On wedsnday, Irish professor and philosopher Richard Kearney from Boston College participated online with the lecture “Cities and Tents”, based on the biblical episode of Abraham’s encounter with strangers in Mamre, reflecting on Jewish and Christian readings of divine-human relationships. and questioning how such an Abrahamic hermeneutic of hosting applies to the social and political issue of housing and homelessness today. A rich debate developed after Kearney’s reflection, led by Prof. Dr. Jefferson Zeferino, with the collaboration of
The day ended with a dinner celebrating 15 years of the GNPT, where pioneers such as Clive Pearson of Charles Sturt University (Australia), Nico Koopman of Stellenbosch University (South Africa), Sebastian Kim of Fuller Theological Seminary (USA) and William Storrar from the Center for Theological Inquiry (USA), were able to share, with the mediation of Prof. Esther McIntosh from the Center for Religion in Society (UK), the challenges and achievements in building a network of teaching and research institutions really global, as well as your hopes for the coming year.
The meeting ended this Thursday, the program included a last meeting of the Working Groups. In the afternoon, Ukrainian professor Cyril Hovorun, from Stockholm University, gave the lecture “Symphony with Civil Society”, demonstrating the dangers of Church-State relations, especially since the recent war in Ukraine. Instead, Hovorun emphasized a symphony between the Church and civil society as an alternative to avoiding support for authoritarianism. Rudolf von Sinner passed the Indonesian batik cloth, symbol of the GNPT, to the hosts of the next Consultation, the Fuller Seminary in Pasadena, USA.

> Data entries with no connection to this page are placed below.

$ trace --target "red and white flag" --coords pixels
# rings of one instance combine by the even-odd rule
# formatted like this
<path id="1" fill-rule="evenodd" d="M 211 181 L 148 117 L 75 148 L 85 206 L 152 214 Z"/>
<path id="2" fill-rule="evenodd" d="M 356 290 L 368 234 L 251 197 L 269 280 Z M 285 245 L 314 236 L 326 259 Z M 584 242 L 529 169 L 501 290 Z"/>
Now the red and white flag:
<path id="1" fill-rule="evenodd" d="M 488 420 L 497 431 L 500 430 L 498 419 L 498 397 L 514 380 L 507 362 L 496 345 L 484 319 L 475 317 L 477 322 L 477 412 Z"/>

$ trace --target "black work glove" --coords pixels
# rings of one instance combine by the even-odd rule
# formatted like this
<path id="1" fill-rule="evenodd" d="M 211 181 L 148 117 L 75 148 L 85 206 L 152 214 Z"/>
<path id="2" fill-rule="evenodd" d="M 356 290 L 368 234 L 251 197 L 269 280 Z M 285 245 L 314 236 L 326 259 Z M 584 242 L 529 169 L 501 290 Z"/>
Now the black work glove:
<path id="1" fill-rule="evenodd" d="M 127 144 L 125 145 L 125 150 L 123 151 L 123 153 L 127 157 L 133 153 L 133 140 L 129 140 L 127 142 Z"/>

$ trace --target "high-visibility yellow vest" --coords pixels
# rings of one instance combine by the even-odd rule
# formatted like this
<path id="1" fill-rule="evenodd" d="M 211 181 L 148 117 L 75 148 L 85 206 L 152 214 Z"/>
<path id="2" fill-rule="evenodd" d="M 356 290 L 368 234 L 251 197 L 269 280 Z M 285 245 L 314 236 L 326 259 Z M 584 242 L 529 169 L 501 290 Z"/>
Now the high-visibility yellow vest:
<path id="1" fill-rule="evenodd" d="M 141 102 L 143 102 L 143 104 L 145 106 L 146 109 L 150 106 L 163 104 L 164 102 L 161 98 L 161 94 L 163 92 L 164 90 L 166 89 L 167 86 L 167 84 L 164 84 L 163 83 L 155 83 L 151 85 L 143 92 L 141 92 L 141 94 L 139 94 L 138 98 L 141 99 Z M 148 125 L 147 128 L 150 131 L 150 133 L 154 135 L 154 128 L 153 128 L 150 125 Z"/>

The last lecture “Streets, Corners, Forests, Villages, Terreiros: Folding Christian Theologies to Other Enchantments” was given by the Brazilian professor at the Union Theological Seminary, Prof. Cláudio Carvalhaes, who showed the intersections between the quilombo, the forest and the terreiro, their deities, enchantments, sacred liturgical artifacts, gestures and knowledge, and how they create fantastic challenges to Christian theologies.
As an optional activity, participants can visit the Marist Memorial and Holocaust Museum, on Friday morning.